Non basta l’indicazione “omesso o carente versamento” per motivare la pretesa fiscale
di Nicola Fasano
Nulla la cartella che indichi a fondamento della pretesa erariale la semplice dizione “carente o omesso versamento”. E’ quanto ha concluso la Corte di Cassazione con la recente ordinanza n. 20211 del 3 settembre 2013.
La pronunica, molto stringata, ha così deciso in merito al ricorso proposto dall’Agenzia delle Entrate contro la sentenza della Ctr Lazio n. 808/40/09 del 28 dicembre 2009 che accoglieva l’appello della contribuente avverso la sentenza di primo grado dichiarando la nullità di cartella esattoriale relativa ai redditi IRPEF 2001. In particolare la Suprema Corte ha ritenuto che l’indicazione di un “omesso o carente versamento” non costituisce adeguata motivazione di una pretesa fiscale.
Fra l’altro la contribuente non si è neanche costituita in giudizio, il che avvalora ulteriormente le conclusioni a cui è addivenuta la Suprema Corte secondo cui, inoltre, l’eventuale contestazione da parte dell’Agenzia circa l’insufficienza della motivazione doveva, semmai, essere fatta nel giudizio di merito tramite il mezzo revocatorio e non rivolgendosi ai giudici di legittimità.
E’ di tutta evidenza la delicatezza della questione che ha una portata molto ampia visto che praticamente tutte le cartelle recano come unica motivazione (se così la si vuole chiamare) la frase “carente o omesso versamento” e una serie di codici riguardanti i vari tributi, risultando di difficile comprensione.
Il principio espresso dalla Cassazione pertanto potrebbe avere un impatto molto rilevante soprattutto in quei casi in cui la cartella segua un avviso bonario (che non è atto impositivo e, in particolare nell’ambito dei controlli formali ex. art. 36-bis, D.P.R. 600/1973, reca di fatto indicazioni numeriche molto criptiche, senza alcuna apprezzabile spiegazione) o, a maggior ragione, quando l’avviso bonario manchi del tutto (questa ipotesi è abbastanza frequente qualora l’Ufficio a seguito del controllo automatico della dichiarazione non riscontri irregolarità o errori di calcolo, ma “semplicemente” l’omesso o l’insufficiente versamento).
Occorre, tuttavia, non lasciarsi andare a facili entusiasmi.
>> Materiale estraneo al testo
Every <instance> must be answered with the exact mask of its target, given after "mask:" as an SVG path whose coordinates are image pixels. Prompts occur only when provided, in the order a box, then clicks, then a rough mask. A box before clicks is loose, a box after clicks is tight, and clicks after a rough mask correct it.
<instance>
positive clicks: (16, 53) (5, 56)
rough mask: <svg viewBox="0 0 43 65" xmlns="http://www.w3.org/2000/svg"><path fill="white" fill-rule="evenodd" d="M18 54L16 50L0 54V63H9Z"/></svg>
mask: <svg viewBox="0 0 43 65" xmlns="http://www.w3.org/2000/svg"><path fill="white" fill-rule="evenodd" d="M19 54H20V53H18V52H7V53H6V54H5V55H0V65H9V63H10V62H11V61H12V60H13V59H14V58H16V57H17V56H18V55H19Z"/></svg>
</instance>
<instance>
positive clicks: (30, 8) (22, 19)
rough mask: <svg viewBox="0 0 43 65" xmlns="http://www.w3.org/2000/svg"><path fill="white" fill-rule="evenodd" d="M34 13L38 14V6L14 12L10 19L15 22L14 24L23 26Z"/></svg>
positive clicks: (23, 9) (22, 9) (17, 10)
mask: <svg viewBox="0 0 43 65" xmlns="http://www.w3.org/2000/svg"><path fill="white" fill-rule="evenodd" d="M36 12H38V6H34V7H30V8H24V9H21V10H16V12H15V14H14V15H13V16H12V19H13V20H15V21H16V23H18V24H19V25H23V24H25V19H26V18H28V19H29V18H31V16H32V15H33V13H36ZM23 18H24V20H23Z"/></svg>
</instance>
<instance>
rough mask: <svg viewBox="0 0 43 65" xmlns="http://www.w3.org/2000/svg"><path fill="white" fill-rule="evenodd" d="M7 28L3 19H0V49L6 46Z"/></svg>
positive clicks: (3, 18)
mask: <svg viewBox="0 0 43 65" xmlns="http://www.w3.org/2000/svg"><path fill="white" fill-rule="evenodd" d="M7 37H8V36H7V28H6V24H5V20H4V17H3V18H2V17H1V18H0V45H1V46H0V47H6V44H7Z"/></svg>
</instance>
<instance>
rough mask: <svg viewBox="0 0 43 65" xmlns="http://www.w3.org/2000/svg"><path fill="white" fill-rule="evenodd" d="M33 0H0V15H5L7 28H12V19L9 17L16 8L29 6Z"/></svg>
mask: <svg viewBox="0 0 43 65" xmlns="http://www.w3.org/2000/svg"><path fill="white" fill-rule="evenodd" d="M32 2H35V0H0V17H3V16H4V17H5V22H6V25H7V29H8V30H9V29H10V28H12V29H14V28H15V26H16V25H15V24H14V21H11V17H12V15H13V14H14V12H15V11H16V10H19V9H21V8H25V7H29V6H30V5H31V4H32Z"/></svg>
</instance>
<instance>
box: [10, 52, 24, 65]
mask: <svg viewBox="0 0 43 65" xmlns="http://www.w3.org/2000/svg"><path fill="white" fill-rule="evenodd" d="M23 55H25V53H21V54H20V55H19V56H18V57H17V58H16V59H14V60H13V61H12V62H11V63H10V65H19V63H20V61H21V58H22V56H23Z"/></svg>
La stessa Cassazione ha assunto posizioni completamente differenti sul tema della motivazione delle cartelle.
Con la sentenza 2373/2013 (che a sua volta richiama la pronuncia 1722/2010 a Sezioni Unite della stessa Corte), ad esempio, i giudici di legittimità hanno ritenuto che l’assenza di motivazione della cartella esattoriale non può condurre alla dichiarazione di nullità, allorché la cartella sia stata impugnata dal contribuente il quale abbia dimostrato in tal modo di avere piena conoscenza dei presupposti dell’imposizione, per averli puntualmente contestati, ed abbia omesso di allegare e specificamente provare quale sia stato in concreto il pregiudizio che il vizio dell’atto abbia determinato al suo diritto di difesa. Va osservato, tuttavia, che tale pronuncia riguardava una cartella derivante da avviso di accertamento, atto che generalmente contiene una corposa parte motiva.
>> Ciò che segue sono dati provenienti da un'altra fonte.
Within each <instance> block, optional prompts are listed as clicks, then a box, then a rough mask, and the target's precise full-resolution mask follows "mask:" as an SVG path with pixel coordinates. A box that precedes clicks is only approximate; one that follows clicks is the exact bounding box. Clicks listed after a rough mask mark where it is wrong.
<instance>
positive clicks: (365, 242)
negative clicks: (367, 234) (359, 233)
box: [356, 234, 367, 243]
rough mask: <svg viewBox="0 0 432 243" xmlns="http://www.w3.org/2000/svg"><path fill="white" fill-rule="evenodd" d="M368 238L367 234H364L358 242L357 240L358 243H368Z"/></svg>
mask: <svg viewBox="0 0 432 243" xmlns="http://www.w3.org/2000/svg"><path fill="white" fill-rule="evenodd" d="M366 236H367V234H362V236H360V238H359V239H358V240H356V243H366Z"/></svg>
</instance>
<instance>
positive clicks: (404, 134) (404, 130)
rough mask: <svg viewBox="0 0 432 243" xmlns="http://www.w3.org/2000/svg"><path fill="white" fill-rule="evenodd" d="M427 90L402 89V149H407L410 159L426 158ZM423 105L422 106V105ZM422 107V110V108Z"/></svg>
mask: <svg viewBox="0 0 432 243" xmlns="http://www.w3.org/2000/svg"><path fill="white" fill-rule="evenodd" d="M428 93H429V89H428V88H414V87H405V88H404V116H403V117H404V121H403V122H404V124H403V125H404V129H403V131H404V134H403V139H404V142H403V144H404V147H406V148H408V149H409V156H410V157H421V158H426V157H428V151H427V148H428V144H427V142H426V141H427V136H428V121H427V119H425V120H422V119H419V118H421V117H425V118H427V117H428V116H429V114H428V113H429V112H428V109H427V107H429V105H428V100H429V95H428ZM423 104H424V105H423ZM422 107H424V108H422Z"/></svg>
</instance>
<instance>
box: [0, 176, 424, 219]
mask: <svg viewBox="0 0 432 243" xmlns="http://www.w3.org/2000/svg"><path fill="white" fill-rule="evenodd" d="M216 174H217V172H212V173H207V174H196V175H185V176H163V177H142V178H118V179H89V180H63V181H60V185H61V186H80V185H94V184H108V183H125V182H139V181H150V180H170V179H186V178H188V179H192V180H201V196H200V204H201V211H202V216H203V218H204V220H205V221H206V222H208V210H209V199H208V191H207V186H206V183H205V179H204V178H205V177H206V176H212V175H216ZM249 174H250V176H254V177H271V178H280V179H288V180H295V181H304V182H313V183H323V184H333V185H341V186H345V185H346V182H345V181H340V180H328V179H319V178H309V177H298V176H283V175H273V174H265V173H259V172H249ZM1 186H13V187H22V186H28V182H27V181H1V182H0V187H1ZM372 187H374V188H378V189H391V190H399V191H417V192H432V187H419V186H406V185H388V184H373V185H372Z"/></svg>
Si tratta, inoltre, di temi su cui, purtroppo, la “ragion di Stato” spesso prende il sopravvento sugli aspetti strettamente giuridici: è abbastanza recente per esempio il “salvataggio retroattivo” che lo stesso legislatore (art. 36, comma 4-ter, D.L. n. 248 del 2007) ha messo in atto al fine di sanare le “vecchie” cartelle prive dell’indicazione del responsabile del procedimento.
Deve osservarsi però come nel caso affrontato dall’ordinanza 20211/2013 si tratti di vizi non di natura “solo” procedimentale ma ancor più rilevanti poiché impattano direttamente sulle ragioni della pretesa erariale e minano irrimediabilmente il diritto di difesa del contribuente.
In definitiva, l’ordinanza , rappresenta senz’altro un punto a favore del contribuente e una buona carta da giocare in contenzioso, nella consapevolezza però che si dovranno attendere ulteriori conferme dell’orientamento pro contribuente.